Nuotare è innanzi tutto il mare, provare questa sorta di amore sacro per il mare, tornare a sentirci, proprio grazie all’abbraccio del mare, un tutt’uno con l’universo: “C’è silenzio, e il mare è intatto e immobile ad aspettarmi. È necessario guardare lungamente il mare. Una forma di meditazione che aiuta a staccarsi da sé: una dimensione senza corpo, senza tempo, fatta solo di sensi. Il respiro comincia a farsi profondo, le narici annusano, e i rumori del mare fanno rallentare il sangue”. Sì, nuotare in mare è pensiero puro.

Ma il libro di Valentina Fortichiari non parla solo di nuoto: scopre e rivela, come un’onda, i racconti del mare. Racconta tutte le storie affondate e profondissime che il mare conserva in sé, che tiene strette nel cuore dei suoi abissi.
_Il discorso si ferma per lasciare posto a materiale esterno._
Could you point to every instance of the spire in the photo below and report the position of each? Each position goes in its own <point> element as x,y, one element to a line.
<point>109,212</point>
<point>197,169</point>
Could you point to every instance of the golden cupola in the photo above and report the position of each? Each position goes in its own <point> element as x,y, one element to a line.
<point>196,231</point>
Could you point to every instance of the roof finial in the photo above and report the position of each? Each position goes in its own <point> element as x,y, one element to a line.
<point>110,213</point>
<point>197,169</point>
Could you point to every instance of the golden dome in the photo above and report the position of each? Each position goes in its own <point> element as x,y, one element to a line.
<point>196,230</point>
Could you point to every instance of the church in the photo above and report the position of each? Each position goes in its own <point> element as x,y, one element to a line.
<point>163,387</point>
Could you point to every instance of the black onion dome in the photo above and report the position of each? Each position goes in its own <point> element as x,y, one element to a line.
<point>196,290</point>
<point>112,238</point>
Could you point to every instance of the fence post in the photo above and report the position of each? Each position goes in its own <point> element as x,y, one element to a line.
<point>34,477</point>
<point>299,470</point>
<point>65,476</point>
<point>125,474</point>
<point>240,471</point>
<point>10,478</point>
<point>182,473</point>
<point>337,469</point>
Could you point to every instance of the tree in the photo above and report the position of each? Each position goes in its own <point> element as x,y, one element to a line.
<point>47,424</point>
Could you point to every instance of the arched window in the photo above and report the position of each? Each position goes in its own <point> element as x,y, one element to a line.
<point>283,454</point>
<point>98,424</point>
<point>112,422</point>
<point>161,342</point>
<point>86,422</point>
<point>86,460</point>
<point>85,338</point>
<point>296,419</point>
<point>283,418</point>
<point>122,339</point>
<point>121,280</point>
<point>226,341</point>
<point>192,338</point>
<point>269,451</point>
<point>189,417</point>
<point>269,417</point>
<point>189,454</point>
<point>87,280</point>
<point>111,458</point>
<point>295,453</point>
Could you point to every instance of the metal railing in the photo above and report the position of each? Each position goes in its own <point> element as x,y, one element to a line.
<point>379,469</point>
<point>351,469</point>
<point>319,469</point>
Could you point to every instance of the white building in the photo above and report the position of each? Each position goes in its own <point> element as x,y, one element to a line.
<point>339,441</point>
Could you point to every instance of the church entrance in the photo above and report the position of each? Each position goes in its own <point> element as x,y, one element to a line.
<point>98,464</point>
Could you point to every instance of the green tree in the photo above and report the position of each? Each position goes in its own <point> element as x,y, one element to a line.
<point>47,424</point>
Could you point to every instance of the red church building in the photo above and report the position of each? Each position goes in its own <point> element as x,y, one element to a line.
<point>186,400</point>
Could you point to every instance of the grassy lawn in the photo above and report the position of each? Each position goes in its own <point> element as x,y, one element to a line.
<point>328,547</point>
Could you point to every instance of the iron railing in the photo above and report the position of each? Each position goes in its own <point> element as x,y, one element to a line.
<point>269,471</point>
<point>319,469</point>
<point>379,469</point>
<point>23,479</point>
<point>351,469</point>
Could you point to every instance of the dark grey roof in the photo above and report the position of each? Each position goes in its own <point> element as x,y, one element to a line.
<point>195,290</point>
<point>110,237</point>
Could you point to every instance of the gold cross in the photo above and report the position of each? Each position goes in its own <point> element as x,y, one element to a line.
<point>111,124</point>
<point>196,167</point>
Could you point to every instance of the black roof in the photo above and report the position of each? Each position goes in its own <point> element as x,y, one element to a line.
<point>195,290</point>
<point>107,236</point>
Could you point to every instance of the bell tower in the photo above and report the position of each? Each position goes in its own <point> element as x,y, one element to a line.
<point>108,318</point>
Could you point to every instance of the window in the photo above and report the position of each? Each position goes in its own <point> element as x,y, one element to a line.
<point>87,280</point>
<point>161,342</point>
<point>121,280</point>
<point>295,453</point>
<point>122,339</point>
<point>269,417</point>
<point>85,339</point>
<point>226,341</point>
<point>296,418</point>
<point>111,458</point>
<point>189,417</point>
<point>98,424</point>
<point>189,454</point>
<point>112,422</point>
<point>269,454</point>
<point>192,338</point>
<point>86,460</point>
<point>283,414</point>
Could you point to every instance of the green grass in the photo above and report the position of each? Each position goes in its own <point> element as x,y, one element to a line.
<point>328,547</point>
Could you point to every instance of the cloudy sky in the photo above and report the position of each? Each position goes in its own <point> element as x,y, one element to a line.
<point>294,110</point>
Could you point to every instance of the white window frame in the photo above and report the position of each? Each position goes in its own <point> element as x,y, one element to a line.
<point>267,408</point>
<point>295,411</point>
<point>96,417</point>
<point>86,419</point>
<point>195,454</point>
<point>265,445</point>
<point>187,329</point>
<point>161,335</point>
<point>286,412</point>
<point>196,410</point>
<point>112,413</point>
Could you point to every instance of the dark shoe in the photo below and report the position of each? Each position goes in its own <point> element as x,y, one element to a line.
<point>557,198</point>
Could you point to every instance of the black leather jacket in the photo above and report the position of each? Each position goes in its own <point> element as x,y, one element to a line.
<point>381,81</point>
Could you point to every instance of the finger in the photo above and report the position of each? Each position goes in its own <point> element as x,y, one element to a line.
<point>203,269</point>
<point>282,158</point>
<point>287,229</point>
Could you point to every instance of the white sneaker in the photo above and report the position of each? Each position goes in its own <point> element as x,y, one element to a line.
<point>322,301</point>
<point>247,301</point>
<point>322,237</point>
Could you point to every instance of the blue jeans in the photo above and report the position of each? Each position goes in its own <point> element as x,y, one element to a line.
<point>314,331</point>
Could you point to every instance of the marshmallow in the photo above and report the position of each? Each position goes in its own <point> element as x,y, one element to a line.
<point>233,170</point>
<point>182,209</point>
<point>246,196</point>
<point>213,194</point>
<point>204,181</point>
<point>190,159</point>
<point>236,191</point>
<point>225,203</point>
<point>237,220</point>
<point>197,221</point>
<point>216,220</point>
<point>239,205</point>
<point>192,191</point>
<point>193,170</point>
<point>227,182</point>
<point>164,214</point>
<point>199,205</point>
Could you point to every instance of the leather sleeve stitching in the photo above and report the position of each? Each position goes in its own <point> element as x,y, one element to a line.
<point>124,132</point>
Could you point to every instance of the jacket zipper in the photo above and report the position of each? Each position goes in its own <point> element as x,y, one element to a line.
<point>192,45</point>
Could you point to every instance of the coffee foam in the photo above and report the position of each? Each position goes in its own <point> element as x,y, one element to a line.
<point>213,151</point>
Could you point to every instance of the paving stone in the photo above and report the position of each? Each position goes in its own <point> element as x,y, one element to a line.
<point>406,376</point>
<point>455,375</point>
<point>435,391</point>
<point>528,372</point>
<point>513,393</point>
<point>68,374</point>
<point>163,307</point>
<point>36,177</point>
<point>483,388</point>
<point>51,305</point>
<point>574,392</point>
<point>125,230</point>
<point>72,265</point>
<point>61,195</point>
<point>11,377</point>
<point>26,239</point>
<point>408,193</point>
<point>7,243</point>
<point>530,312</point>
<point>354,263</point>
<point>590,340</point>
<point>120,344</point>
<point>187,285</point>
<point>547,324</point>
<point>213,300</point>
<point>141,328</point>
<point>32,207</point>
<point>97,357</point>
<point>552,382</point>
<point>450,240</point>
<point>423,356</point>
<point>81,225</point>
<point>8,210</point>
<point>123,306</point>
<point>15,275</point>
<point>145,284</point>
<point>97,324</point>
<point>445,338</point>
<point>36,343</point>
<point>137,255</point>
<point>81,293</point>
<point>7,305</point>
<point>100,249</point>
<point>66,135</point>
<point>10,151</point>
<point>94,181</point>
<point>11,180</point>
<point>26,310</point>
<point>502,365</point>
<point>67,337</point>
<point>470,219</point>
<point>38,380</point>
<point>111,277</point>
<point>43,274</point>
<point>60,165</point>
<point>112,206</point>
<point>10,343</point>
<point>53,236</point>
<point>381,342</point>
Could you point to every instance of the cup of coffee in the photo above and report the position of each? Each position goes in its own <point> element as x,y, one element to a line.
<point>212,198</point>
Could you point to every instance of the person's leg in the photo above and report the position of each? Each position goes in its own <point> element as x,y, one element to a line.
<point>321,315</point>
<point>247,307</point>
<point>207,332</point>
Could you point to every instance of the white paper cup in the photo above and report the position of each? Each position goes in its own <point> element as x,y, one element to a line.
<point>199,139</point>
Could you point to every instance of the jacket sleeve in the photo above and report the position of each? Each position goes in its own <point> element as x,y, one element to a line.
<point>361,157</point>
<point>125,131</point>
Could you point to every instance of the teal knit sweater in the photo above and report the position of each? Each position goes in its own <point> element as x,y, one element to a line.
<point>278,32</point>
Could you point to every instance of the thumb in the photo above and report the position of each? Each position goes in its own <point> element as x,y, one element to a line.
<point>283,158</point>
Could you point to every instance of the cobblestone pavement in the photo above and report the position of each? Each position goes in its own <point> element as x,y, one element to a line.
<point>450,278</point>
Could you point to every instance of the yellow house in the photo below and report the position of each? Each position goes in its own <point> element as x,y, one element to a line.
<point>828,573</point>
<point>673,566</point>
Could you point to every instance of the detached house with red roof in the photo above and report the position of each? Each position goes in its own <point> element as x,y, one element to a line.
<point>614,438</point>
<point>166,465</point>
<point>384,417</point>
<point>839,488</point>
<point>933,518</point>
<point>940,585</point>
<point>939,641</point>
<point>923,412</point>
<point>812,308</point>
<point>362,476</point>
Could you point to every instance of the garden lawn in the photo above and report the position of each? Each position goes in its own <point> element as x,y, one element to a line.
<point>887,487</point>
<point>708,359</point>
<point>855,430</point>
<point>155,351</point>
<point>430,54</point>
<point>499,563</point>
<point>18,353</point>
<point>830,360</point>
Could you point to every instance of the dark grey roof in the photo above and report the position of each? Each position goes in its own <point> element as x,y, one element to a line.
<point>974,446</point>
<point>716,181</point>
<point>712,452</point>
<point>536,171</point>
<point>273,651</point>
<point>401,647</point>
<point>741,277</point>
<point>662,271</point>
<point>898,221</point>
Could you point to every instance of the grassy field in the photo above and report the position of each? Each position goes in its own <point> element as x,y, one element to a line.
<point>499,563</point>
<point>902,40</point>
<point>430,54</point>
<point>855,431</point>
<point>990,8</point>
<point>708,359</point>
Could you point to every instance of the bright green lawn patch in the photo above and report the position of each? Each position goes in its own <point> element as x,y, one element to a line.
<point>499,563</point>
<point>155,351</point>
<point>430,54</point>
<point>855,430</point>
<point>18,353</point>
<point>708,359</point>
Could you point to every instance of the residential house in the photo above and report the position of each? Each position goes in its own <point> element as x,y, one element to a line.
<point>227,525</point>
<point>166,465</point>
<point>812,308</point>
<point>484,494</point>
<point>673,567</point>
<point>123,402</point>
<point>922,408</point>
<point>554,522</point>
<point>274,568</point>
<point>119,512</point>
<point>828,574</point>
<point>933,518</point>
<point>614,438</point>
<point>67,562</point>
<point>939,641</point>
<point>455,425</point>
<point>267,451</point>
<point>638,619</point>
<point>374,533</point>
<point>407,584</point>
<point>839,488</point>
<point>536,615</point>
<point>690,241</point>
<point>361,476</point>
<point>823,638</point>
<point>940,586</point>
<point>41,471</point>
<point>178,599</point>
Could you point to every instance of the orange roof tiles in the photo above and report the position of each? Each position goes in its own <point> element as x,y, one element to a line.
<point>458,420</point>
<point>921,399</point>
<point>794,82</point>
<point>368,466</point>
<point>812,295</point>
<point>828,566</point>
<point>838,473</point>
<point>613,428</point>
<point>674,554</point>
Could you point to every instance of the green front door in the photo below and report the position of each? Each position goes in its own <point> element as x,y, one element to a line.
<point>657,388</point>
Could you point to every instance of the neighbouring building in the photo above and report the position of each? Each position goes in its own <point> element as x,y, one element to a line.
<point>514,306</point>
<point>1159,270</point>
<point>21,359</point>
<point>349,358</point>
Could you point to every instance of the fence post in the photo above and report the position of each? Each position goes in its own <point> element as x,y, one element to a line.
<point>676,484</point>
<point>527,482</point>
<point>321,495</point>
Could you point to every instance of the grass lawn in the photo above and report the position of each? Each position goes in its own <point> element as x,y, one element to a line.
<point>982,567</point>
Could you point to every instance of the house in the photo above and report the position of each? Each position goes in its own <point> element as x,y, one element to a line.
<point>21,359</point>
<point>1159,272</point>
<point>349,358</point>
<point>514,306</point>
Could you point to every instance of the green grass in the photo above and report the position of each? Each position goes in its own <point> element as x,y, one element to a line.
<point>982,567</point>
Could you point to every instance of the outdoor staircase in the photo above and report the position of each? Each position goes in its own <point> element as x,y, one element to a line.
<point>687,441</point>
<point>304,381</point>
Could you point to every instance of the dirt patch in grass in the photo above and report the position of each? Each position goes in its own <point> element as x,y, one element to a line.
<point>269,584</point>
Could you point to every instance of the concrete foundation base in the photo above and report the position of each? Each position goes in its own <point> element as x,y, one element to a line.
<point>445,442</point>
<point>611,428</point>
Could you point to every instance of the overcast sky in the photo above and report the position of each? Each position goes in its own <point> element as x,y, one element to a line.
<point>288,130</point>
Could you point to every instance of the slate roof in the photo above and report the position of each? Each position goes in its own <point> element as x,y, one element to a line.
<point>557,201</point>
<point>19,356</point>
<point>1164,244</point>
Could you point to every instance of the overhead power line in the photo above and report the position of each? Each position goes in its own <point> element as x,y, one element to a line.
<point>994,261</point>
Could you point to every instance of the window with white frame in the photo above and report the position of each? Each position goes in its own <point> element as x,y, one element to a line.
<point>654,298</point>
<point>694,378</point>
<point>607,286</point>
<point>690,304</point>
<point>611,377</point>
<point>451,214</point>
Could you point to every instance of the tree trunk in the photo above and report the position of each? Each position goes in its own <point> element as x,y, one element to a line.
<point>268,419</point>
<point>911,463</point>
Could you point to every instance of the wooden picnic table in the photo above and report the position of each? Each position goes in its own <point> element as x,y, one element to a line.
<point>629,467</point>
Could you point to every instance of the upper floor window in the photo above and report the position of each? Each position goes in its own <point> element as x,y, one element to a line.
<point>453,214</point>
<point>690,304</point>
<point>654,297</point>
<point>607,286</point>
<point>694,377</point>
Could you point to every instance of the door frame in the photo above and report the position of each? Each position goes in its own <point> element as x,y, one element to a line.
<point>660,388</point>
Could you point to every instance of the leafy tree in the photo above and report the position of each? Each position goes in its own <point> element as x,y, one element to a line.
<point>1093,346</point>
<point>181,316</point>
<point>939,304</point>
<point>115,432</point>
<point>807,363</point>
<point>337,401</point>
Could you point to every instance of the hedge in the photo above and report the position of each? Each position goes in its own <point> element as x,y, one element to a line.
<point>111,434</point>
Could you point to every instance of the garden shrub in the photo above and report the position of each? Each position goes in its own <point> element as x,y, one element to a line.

È quindi anche un libro di racconti, perfetti, misteriosi, rapiti all’insondabile profondità dell’essere: il racconto del tonno di corsa, del pesce volante, del narvalo unicorno degli oceani, della foca artica, del cavalluccio marino… In realtà, sono racconti che parlano di noi, della nostra vita: gli amori, le amicizie, i pericoli, i tradimenti, il dolore… Il dolore di un figlio che vede morire sua madre, e poco importa se la madre è una donna o una balena, uccisa e squartata da marinai: negli occhi di suo figlio, il piccolo capodoglio solitario, lei è la “madre legata con funi, trainata, mentre le acque al suo passaggio si tingevano di rosso” e lui la segue perché non può far altro: “Confuso, disperato, incapace di aiutarla mentre la balena a pancia in su fissava il sole, non gli riusciva, irragionevole, affamato, di abbandonarla”.

Fino al racconto finale, che s’intitola Mio padre, nuotando, e che sonda ben altri misteri, bel altri confini: il tempo misterioso in cui un padre sta per lasciare il mondo, e una figlia che nuotando ancora un’ultima volta col vecchio padre “sente”, così come sente l’acqua, l’inesorabile avvicinarsi della sua perdita.

Le stelle

Il mare, le galline… Cosa cambia? Vale tutto parimenti come via di fuga. Anzi, direi che in genere è proprio così: o fuggiamo attraverso l’infinitamente piccolo (studiamo insetti al microscopio, fotografiamo fiori, fili d’erba e gocce d’acqua col macro obiettivo, alleviamo api, galline…) o fuggiamo nell’immensità. Del mare, dello spazio…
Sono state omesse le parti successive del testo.